Tuesday, May 1, 2012

It's Complicated

Greenwood, Mississippi is still largely segregated.  Blacks live on the south side of the river and whites live north of it.  More and more blacks are moving to the white side of town, while many of the whites are moving out of town altogether.  The public schools in Greenwood are about 98% black because most of the white kids go to private schools.

When I went to Greenwood this past summer I expected to feel tension between myself and the white residents I would meet there.  Part of my goal in going was to confront and maybe even deconstruct "the racist".

What happened when I went to Greenwood surprised me and left me feeling conflicted.  Time and time again the white people from Greenwood including those I met in passing, those I interviewed, and those who helped with research wanted nothing less than an opportunity to embrace me.  Some of them felt intense warmth towards me because they had so dearly loved Booker Wright.  Others seemed to be trying to grasp at yet one more opportunity to clean up the image of the archetypal white Southerner.

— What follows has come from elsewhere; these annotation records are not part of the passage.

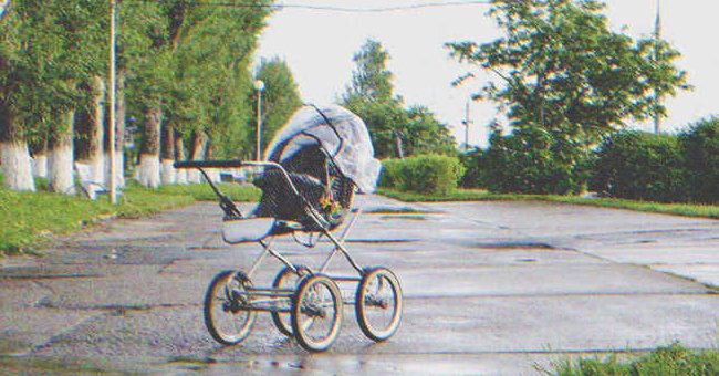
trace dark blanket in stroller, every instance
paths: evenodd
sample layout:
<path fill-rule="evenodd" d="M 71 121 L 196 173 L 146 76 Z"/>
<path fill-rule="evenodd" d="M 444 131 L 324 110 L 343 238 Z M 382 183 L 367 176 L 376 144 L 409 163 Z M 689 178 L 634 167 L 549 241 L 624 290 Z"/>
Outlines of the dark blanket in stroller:
<path fill-rule="evenodd" d="M 294 189 L 283 171 L 265 168 L 253 180 L 262 190 L 256 217 L 298 222 L 305 231 L 332 230 L 350 211 L 355 190 L 376 187 L 381 165 L 367 128 L 343 107 L 302 107 L 270 145 L 267 159 L 285 169 Z M 279 226 L 271 233 L 283 231 Z"/>

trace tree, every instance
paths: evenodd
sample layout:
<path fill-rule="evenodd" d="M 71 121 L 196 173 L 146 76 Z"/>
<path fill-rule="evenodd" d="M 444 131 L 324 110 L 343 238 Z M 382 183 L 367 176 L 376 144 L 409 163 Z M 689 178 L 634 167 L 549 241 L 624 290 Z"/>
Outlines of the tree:
<path fill-rule="evenodd" d="M 673 64 L 676 50 L 661 41 L 657 56 L 654 39 L 609 31 L 604 8 L 596 0 L 497 0 L 489 14 L 503 36 L 447 44 L 460 62 L 497 76 L 476 97 L 498 103 L 514 129 L 542 129 L 549 155 L 570 167 L 627 119 L 665 114 L 655 97 L 688 88 L 686 72 Z M 522 135 L 514 137 L 531 142 Z"/>
<path fill-rule="evenodd" d="M 252 87 L 249 65 L 269 11 L 179 3 L 181 12 L 170 13 L 179 27 L 173 38 L 173 86 L 165 107 L 166 125 L 185 138 L 175 143 L 175 154 L 184 155 L 188 144 L 192 159 L 237 158 L 252 117 L 246 101 Z M 163 142 L 164 149 L 171 146 Z M 190 174 L 190 181 L 199 181 L 199 176 Z"/>
<path fill-rule="evenodd" d="M 302 106 L 302 100 L 290 66 L 279 58 L 262 59 L 256 80 L 261 80 L 264 83 L 262 91 L 262 150 L 267 150 L 267 145 L 272 140 L 274 133 Z M 252 92 L 248 102 L 257 103 L 257 91 Z M 253 109 L 256 117 L 250 121 L 249 129 L 257 127 L 257 105 L 253 106 Z M 254 133 L 250 134 L 252 136 L 246 138 L 246 150 L 256 147 Z"/>
<path fill-rule="evenodd" d="M 2 13 L 0 144 L 6 186 L 34 189 L 27 142 L 49 137 L 51 190 L 70 192 L 74 109 L 83 102 L 77 85 L 96 67 L 98 22 L 104 4 L 87 1 L 8 2 Z"/>
<path fill-rule="evenodd" d="M 387 70 L 389 53 L 382 43 L 368 40 L 354 55 L 356 64 L 352 84 L 342 103 L 367 125 L 375 155 L 379 158 L 419 153 L 450 153 L 454 138 L 425 106 L 404 108 L 395 96 L 392 72 Z"/>
<path fill-rule="evenodd" d="M 354 54 L 356 64 L 352 72 L 352 84 L 347 86 L 342 100 L 344 103 L 395 101 L 392 72 L 387 70 L 389 53 L 382 43 L 369 39 Z"/>

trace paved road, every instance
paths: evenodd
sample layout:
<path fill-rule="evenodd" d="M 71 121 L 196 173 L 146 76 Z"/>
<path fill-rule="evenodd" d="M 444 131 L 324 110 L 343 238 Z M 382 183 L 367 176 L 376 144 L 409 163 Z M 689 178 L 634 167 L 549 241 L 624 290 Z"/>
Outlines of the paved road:
<path fill-rule="evenodd" d="M 0 373 L 533 374 L 580 354 L 681 341 L 719 346 L 719 221 L 539 202 L 405 205 L 376 196 L 348 247 L 399 275 L 405 314 L 373 344 L 345 310 L 342 334 L 308 354 L 260 315 L 222 347 L 200 301 L 218 271 L 249 268 L 211 203 L 117 220 L 56 239 L 0 269 Z M 291 259 L 324 254 L 290 240 Z M 268 261 L 256 284 L 280 264 Z M 335 271 L 346 270 L 341 260 Z"/>

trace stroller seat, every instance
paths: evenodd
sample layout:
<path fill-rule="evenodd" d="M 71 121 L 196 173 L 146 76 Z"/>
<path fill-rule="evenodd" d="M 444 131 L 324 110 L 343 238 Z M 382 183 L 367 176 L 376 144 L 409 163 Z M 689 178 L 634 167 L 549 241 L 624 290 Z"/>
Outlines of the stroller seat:
<path fill-rule="evenodd" d="M 355 190 L 374 190 L 381 165 L 373 156 L 369 134 L 356 115 L 338 106 L 298 111 L 268 148 L 265 158 L 275 167 L 265 167 L 252 181 L 262 190 L 260 202 L 247 218 L 223 223 L 258 224 L 223 230 L 226 241 L 334 230 L 351 211 Z"/>

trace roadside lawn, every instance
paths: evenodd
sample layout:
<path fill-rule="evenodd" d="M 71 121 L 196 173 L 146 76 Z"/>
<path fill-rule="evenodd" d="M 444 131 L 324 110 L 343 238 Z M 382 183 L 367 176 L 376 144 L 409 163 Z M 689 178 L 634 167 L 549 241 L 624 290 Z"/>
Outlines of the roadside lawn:
<path fill-rule="evenodd" d="M 379 188 L 379 195 L 392 197 L 405 202 L 431 201 L 548 201 L 574 205 L 588 205 L 604 208 L 628 209 L 637 211 L 659 212 L 667 215 L 700 217 L 719 219 L 719 206 L 696 203 L 660 203 L 649 201 L 635 201 L 615 198 L 585 198 L 576 196 L 553 195 L 498 195 L 481 189 L 456 189 L 447 195 L 425 195 L 396 189 Z"/>
<path fill-rule="evenodd" d="M 719 375 L 717 349 L 692 351 L 679 343 L 658 347 L 650 353 L 631 356 L 613 354 L 604 358 L 583 357 L 552 363 L 552 370 L 538 369 L 546 375 Z"/>
<path fill-rule="evenodd" d="M 39 187 L 42 187 L 40 181 Z M 221 191 L 235 201 L 254 201 L 259 190 L 251 186 L 220 185 Z M 67 233 L 104 218 L 135 218 L 190 205 L 197 200 L 215 200 L 209 185 L 164 186 L 142 188 L 128 181 L 110 205 L 106 197 L 96 201 L 48 191 L 17 192 L 0 188 L 0 257 L 34 253 L 50 233 Z"/>

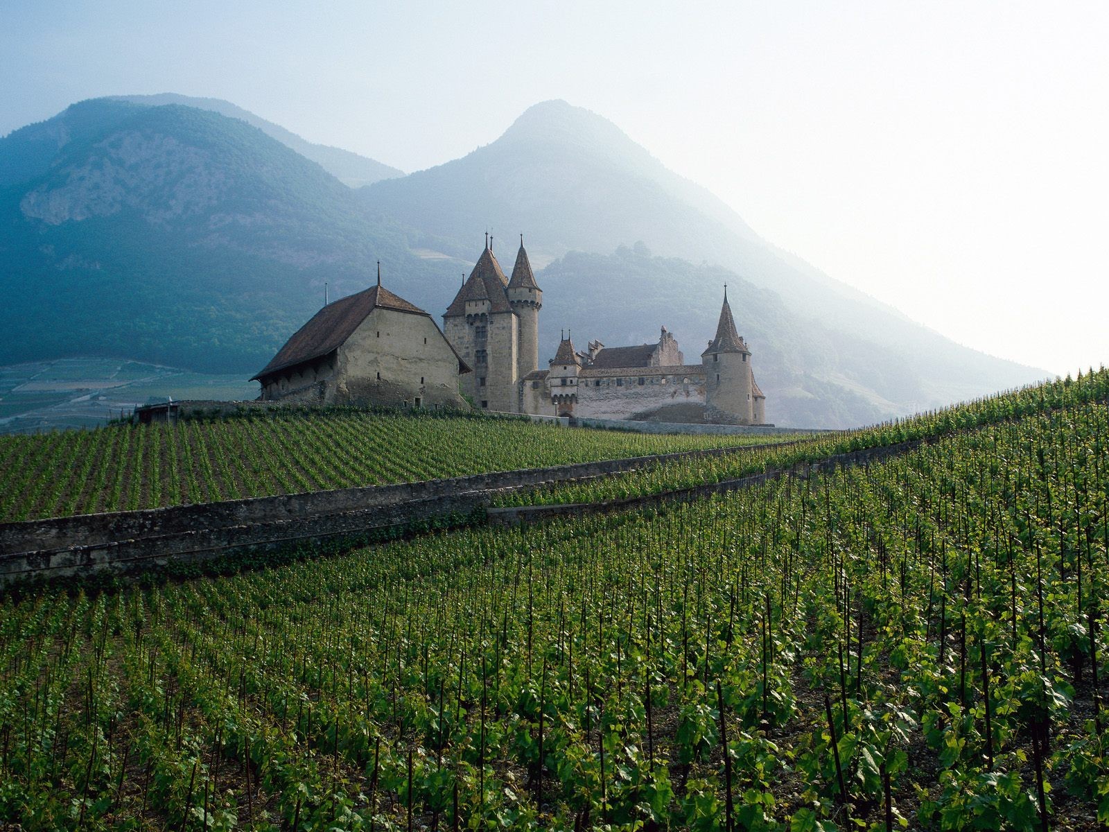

The time I spent with them has left me in a strange position.  I sometimes find myself defending the white Southerner, trying to free them from the guilt that seems to be passed from generation to generation like an unwanted family heirloom.

I grew up in California and like a lot of people who haven't spent significant amounts of time in the South, the idea that some towns may still be segregated seems like absolute nonsense to me.  I know that most major cities have "bad" parts of town where it's not uncommon for economically depressed people of color to live. That's not what's going on in Greenwood.  Regardless of economics, whites and blacks live mostly apart.

From an outsiders vantage point it appears that whites and blacks are in a simple and seemingly sophomoric stand off that just needs to be done away with.  The idea that a town could have a white side and a black side in 2012 is deplorable to me.

But what if it was you?  Would you take your kids with ivory white skin and clear blue eyes and move them to the black side of town where the roads are so torn up they look like they haven't been serviced in years?  Would you move your kids to a school district in which many of the high school students struggle to read at a second grade level?  Would you move your family to the side of town where most of your city's crimes are committed?

Maybe you would.  I don't know if I could do it.

Many people feel called to change the world in some small way.  They might feed the homeless, take in foster care children, champion causes like autism or childhood obesity.  Clearly many Southerners, white and black, have not chosen to make unifying the races a central theme of their lives.  Does that make them bad people?  Does that make them racists?

If a white person lives in the South does that automatically mean that they need to make solving the race conundrum their sole aim?  Maybe the answer is yes. Maybe being white and Southern automatically means that one is shackled with that responsibility like it or not.  Either they work and work for racial unity or they are held responsible for racial disunity.

I wrestle with wondering whether or not this is fair.  But I also think that if everyone turns a blind eye to the problems in their own communities then the world will never progress.  In the 1960's many whites in Greenwood lived as though they were oblivious to the civil rights movement happening around them.  Booker Wright's words brought the harsh reality of it home to them.  He made them so uncomfortable that they could no longer deny just how unhappy their blacks were.

Maybe that's why so many of the whites are moving out of Greenwood.  Maybe they don't know how to fix the problem, but they also don't want to be reminded of it any longer.

In the midst of this confusing and frustrating situation there is hope.  I met many white Mississippians who are trying to do all that they can to bring Greenwood back together one conversation at a time.